# 75 ft. HDMI cable



## TLY (Oct 26, 2006)

Has anyone used a long HDMI cable? I'm looking at a 75' HDMI cable (22AWG) from monoprice to connect a second HDTV for an alternate TV1 location. Thanks.


----------



## jmeitz (Dec 6, 2006)

i have used 50ft with no problems, so i dont think you will have an issue with 75ft. I have used a 50ft spliced with a 12ft with no issues as well. Monoprice has great HDMI cables at great prices.


----------



## William (Oct 28, 2006)

For a run that long you probably should have a repeater or go optical. I use Monoprice for all my connections but for my 50' projector run I use optical.


----------



## TLY (Oct 26, 2006)

Is there an optical replacement for HDMI?


----------



## William (Oct 28, 2006)

TLY said:


> Is there an optical replacement for HDMI?

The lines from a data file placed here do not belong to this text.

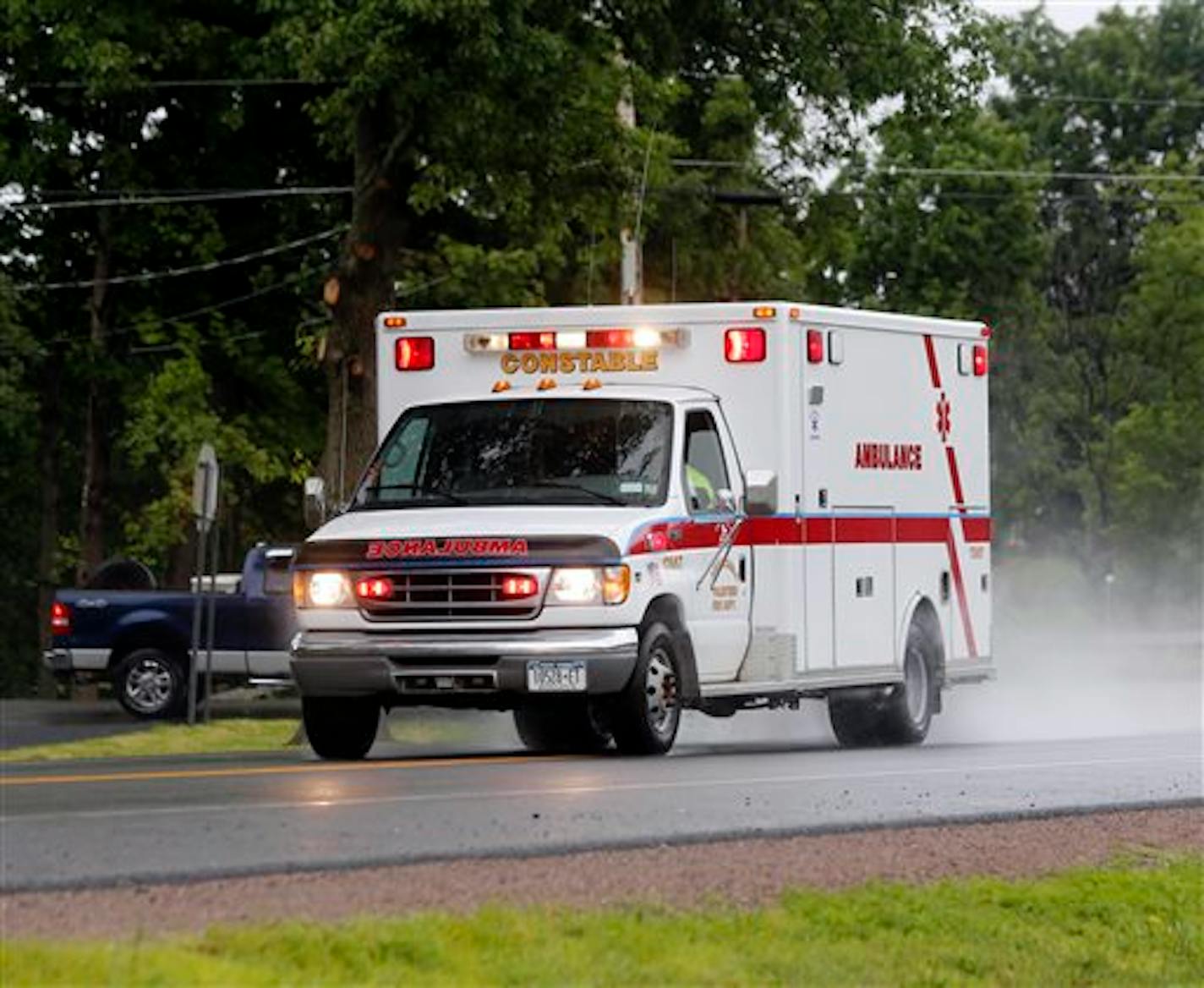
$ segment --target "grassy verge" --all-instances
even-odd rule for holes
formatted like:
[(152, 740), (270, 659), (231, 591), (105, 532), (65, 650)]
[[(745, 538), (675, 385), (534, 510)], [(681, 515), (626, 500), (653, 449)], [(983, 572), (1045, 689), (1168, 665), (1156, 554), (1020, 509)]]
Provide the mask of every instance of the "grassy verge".
[[(223, 754), (279, 751), (296, 736), (295, 719), (231, 717), (208, 724), (154, 724), (146, 730), (31, 745), (0, 752), (0, 764), (8, 761), (55, 761), (69, 758), (137, 758), (172, 754)], [(431, 745), (459, 740), (462, 728), (442, 721), (393, 719), (389, 735), (408, 745)]]
[(134, 758), (153, 754), (212, 754), (266, 752), (283, 748), (296, 734), (297, 722), (232, 717), (208, 724), (154, 724), (146, 730), (31, 745), (0, 752), (2, 761), (54, 761), (66, 758)]
[[(520, 866), (520, 865), (517, 865)], [(672, 911), (486, 908), (195, 939), (8, 942), (22, 984), (1196, 984), (1204, 858)]]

 Yes, I posted a link to where I bought my cable but it got deleted. I will PM it to you.


----------



## jltv (Mar 4, 2006)

jmeitz said:


> i have used 50ft with no problems, so i dont think you will have an issue with 75ft. I have used a 50ft spliced with a 12ft with no issues as well. Monoprice has great HDMI cables at great prices.


I also use a 50ft from monoprice. It comes from their HDMI switch (622 / DVD player) It goes into their HDMI to DVI converter to my projector.

I did not even buy their most expensive.

- j


----------